Sunday, November 7, 2010

How Does Your Garden Grow?


I am project oriented. If I am going to spend time doing something, there's needs to be an "outcome" in the end. The blog is one fine example. I love that if I spend some time sitting here, in the end I get to press "publish". I sometimes forget that the joy lies in the doing, not in the product. But I am wired in a way that needs there to be a payoff in the end. Sometimes it takes my children to remind me to just "be".

Take Mouser for instance. For the past, I don't know, year perhaps, she's been intent on digging holes in the front flower bed. It should be called "bush bed" or "mulch bed" because there's never been any actual flowers in it. But nothing brings her pleasure more than a cup or little trowel and some dirt under her fingernails. She can dig a lot longer than you'd imagine. She's made hole after hole, all the while asking me, "Mama, when can we ever plant some flowers together?".

So a few weeks back, Juliana had a birthday party and Holt had a karate belt test and I decided I'd do something special for Mouse. Off to Home Depot I went. When I returned, I came bearing dirt and pansies. She was as excited as Christmas. In so many ways she does remind me of her Grandma.

I spatially and aesthetically arranged each pansy over the location it should be planted. I dug each hole (I know! You're asking "WHY?" She had so much more experience at this skill!), then she set the pansy in its new home and refilled the dirt and patted it down.

When we finished, I stepped back. It was a really nice looking little project we had accomplished. I gave her the pitcher and she watered our symmetrical flower garden. We were finished. We were surveying the fruits of our labors.
And then...

"Mama, I'm ready for the scissors now."

"WHAT?"

"I want to cut off one of the blooms. For you."

Now, had I to do it over again, I would look into her sweet little five year old face and see her intention and realize the gift she was offering. Instead, I saw our little project destroyed.

"Mouse. If we cut off the blooms, they won't grow back. It won't be pretty anymore."

"But it's for you."

And I'm so ashamed to say the "living in the moment-ness" and joy of what we were doing together went sailing right on past me.

"Let's not, okay, Mouse?"

Wailing. Not just crying. Wailing. And wailing finally began to hit home.

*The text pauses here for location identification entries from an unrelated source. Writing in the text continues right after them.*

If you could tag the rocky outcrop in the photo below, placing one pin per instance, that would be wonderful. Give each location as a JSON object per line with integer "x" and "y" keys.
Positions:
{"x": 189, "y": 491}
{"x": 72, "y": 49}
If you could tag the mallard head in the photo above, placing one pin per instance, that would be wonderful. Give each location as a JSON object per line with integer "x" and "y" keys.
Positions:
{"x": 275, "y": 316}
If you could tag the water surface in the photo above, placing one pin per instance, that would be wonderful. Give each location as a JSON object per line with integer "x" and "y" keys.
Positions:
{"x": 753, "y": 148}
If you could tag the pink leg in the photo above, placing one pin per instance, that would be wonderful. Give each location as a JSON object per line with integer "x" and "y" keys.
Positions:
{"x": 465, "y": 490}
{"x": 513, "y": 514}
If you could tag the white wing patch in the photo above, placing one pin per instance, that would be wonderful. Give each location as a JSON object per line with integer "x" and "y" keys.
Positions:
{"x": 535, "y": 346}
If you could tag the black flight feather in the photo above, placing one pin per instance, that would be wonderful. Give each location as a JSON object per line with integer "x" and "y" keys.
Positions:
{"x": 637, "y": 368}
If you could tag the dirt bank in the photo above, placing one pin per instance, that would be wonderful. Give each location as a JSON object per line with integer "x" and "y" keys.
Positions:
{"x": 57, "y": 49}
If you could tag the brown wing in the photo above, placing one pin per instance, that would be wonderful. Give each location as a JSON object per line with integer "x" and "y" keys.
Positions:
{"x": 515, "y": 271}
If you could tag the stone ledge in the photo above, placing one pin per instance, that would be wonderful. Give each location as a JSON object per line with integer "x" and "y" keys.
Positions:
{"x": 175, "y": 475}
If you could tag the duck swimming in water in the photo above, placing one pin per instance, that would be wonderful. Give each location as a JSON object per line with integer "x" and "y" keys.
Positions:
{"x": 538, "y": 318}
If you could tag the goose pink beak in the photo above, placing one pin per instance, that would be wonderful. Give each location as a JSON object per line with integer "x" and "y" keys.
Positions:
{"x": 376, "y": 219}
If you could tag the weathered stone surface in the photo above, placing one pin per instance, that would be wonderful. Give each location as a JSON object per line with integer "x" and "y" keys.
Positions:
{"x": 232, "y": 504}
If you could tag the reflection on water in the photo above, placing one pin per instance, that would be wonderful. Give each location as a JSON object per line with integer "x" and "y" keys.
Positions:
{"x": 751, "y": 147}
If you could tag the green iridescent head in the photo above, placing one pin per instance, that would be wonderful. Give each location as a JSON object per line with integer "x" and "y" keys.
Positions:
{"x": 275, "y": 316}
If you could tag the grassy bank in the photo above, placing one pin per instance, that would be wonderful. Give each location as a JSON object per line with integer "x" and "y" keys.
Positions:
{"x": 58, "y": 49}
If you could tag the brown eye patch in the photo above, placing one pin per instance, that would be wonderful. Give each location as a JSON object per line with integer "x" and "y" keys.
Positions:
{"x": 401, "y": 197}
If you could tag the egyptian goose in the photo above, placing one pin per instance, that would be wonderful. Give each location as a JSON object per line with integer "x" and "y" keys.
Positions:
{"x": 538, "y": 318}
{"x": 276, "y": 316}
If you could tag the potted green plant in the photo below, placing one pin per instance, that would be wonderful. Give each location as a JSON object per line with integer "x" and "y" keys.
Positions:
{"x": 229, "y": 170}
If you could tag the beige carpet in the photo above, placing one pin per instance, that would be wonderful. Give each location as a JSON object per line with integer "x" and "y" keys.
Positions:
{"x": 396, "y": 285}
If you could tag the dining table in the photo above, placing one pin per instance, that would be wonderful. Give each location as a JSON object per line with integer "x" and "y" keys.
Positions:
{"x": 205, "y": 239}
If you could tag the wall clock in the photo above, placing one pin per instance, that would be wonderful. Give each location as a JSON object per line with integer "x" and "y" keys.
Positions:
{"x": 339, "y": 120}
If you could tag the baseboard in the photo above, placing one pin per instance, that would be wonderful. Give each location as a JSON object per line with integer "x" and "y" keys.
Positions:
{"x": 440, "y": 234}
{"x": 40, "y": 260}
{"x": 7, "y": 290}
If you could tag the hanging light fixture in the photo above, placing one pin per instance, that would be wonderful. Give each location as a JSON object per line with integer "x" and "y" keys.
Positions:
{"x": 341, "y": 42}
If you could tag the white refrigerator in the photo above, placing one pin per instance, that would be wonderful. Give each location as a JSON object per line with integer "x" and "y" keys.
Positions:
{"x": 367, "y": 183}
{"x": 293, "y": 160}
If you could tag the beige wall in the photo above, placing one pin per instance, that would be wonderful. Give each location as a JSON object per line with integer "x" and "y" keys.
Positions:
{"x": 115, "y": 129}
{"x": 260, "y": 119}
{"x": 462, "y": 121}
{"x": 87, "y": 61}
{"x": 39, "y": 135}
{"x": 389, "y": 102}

So I went inside and got the scissors. And after the five minutes it took to get her to breathe normally again, I began to understand that the whole point of this project was to make a gift for me. And I was taking that away.

So she proudly cut off her favorite bloom. We brought it inside and put it in a little cup of water where it sat on my windowsill until it began to disintegrate.


And when she asks for the scissors again, I will fetch them quickly for her. I've come to see that nothing could be more beautiful than my flower garden of bloomless pansies.

1 comment:

  1. That may just be the most beautiful flower ever given to a momma. Thanks for the reminder to stop and smell the flowers.